The way we do it (or should I say did it, with previous 30 feet boat, but the same goes for our Norlin 37 I suppose) here in the
Baltic Archipelago (Eastern Swedish coast) when we are out say six weeks in a row in the summer, is that we top up in
marinas once in a while. We always cook, unless in dirty
marinas, in
salt water. We do the dishes in salt water. We have hot water in the
galley from the
engine (this boat, not previous one, we boiled water for the dishes, or tried washing up with cold sea water, with limited success...).
We usually hang out in natural harbours (= no cost + nice) so water is pretty clean. And you don't have to add so much salt when boiling pasta also...
I cleaned myself after 3 days in a row of sailing last weekend by using a plastic bottle of 1,5 litres, filled it half with water from our hot water tank (15 l). The hot water tank is heated when running the
engine and keeps hot for 8 hours or so. The other half I was cold sea water. Makes it reasonably warm.
Pour it over yourself, then add shampoo and soap for hair and body. You do this either in the
cockpit or on the bridge, cliffs or whereever you are. Next, you pour another 1,5 l bottle of warm water over yourself. Short hair is a bonus.
Still some schampoo left, so I jumped into the 10 degrees sea water for a minute. You get goose bumps but it's nice afterwards. Make sure to have the
diesel heater running inside the boat. Or if it's sunny, find a place with no
wind. To get warm fast afterwards.
I don't find it that problematic, as some people seem to do, with using salt water all the time.

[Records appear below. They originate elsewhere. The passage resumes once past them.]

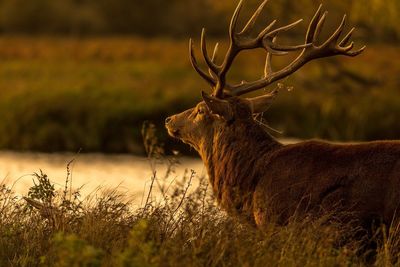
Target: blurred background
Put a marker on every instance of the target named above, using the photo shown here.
(85, 74)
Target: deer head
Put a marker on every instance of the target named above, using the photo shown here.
(224, 109)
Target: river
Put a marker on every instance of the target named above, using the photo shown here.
(131, 174)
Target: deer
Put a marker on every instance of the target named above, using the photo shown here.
(255, 177)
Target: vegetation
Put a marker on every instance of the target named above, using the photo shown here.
(377, 19)
(61, 94)
(181, 227)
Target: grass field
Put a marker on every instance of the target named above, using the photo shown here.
(60, 94)
(57, 227)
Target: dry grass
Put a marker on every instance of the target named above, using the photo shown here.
(61, 94)
(57, 227)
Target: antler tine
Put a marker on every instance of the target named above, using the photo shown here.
(268, 65)
(284, 28)
(335, 36)
(233, 24)
(313, 25)
(213, 59)
(356, 53)
(347, 37)
(266, 39)
(250, 24)
(193, 61)
(214, 68)
(311, 51)
(318, 29)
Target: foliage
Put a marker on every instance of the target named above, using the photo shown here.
(60, 94)
(378, 19)
(176, 227)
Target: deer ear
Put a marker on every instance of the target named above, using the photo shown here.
(218, 106)
(260, 104)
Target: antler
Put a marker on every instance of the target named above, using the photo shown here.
(266, 39)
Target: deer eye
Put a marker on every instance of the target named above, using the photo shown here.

For the teeth, I rinse them using salt water the first 2-3 times after having a toothbrush. Tastes no good, but I am not swallowing it. Final time I take some fresh water and rinse the mouth.
That's how we do it over here. Might as well work when underway going south I suppose? And in marinas (will be quite a few going from
Sweden -> Las Palmas) you have all the luxuries: showers, saunas etc.
We have a dinghy so we can buy water with it once we're over in the Carribbean I suppose.
As a side note, nobody ever buys water in
Sweden. If you ever go here - it's quite expensive to buy bottled water, but you can drink the tap water everywhere so no need... In most European cities I've been you can drink the tap water. It's different in the Carribbean I suppose.